The Scary 'Death Ray' Design Fail Tourists Must Know About Before Going To This Vegas Hotel
"The Vdara Death Ray" is a name that once struck fear into the hearts of Las Vegas sunbathers. America's casino capital can be hot enough without some shiny glass monster of a hotel intensifying the UV rays. That's what happens at the Vdara, thanks to a flaw in its curved design. Imagine a giant magnifying glass aimed at unsuspecting, ant-like tourists beside the hotel pool. A fleet of turquoise umbrellas now shades the affected poolside area; just don't let the light outside them touch you for too long.
The 57-story hotel tower holds almost 1,500 rooms, all suites. Early in its run — before the umbrellas — reports of the death-ray effect surfaced in mainstream media. Bill Pintas, a lawyer with a condo in the Vdara, described it cooking his head to ABC News in 2010, saying, "I'm sitting there in the chair and all of the sudden my hair and the top of my head are burning. I'm rubbing my head and it felt like a chemical burn."
According to Pintas, the hotel's employees informed him of its "death ray" nickname. The official line from the Vdara's owner, MGM Resorts, was that this was a "solar convergence phenomenon." Gordon Absher, a company spokesman, explained to Reuters that the sun's position makes the 10-by-15-foot hot spot a moving target. "The refraction moves across the pool deck over a period [of] 90 minutes," he said. "It's never in the same place from day to day or week to week."
Fear and loathing at the Vdara
The Vdara eschews the novelty acts of other hotels on the Las Vegas Strip, like the Venetian with its gondola rides. Designed by Rafael Viñoly Architects, the hotel doesn't feature casino gaming or any kitschy theming. The latter, at least, can make Vegas an amazing family vacation spot. Where else are you going to see colossal Hershey's chocolates? Certainly not poolside at the Vdara, where they're likely to melt — along with plastic cups and the hotel's plastic bags, by some accounts.

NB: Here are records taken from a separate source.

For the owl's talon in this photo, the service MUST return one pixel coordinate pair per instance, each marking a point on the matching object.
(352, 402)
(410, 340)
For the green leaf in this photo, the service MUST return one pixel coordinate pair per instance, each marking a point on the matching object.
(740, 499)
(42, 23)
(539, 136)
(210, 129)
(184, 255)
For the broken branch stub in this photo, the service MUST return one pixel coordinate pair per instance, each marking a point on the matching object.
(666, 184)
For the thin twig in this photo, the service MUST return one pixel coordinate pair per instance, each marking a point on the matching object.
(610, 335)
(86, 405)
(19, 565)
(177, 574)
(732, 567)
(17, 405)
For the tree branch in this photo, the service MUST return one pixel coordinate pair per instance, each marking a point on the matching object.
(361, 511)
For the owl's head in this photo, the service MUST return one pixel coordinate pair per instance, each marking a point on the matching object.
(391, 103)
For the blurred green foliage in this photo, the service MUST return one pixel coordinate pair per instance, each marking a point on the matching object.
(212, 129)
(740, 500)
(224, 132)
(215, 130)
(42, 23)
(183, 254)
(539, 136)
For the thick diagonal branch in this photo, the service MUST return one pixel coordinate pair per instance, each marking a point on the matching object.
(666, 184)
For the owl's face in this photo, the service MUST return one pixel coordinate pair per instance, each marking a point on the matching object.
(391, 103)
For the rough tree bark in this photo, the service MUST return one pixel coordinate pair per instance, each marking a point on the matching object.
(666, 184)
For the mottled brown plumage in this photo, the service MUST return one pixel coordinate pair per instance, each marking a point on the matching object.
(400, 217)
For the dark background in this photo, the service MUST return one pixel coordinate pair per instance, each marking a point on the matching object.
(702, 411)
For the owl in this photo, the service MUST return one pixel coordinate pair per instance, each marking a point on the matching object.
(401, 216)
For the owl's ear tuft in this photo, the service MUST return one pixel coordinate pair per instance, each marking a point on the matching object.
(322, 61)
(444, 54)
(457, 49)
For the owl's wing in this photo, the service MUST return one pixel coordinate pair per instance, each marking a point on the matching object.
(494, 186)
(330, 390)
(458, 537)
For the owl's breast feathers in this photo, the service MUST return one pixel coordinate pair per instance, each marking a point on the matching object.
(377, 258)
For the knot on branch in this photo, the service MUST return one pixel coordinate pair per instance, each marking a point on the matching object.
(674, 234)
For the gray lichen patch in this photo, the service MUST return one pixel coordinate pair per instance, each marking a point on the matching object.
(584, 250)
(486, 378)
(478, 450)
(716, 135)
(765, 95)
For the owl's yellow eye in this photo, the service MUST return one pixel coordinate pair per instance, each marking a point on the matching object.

Wander Wisdom's 2024 review describes the hotel pool as "relaxing" and "lovely." On Tripadvisor, the Vdara holds a respectable 4.5 out of 5 rating. Dig deep enough, though, and you can find reviews confirming the death ray as "intense but manageable" and showing with pictures how the "rumors are true" about it leaving people burned outside the umbrella shade.
In this way, despite its lack of theming (or perhaps because of it), the Vdara and its fabled death ray still come away sounding like another Vegas showbiz attraction. Online impressions of it are the stuff of gonzo journalism, where subjectivity and hyperbole take over, and it burns like the fire of a thousand suns. Maybe the hotel's no-nonsense design just leaves a void to fill in the public imagination. There, the death ray now lives somewhere between the hotel-on-acid in "Fear and Loathing in Las Vegas" and the onstage tiger that famously mauled half of the magician duo Siegfried and Roy.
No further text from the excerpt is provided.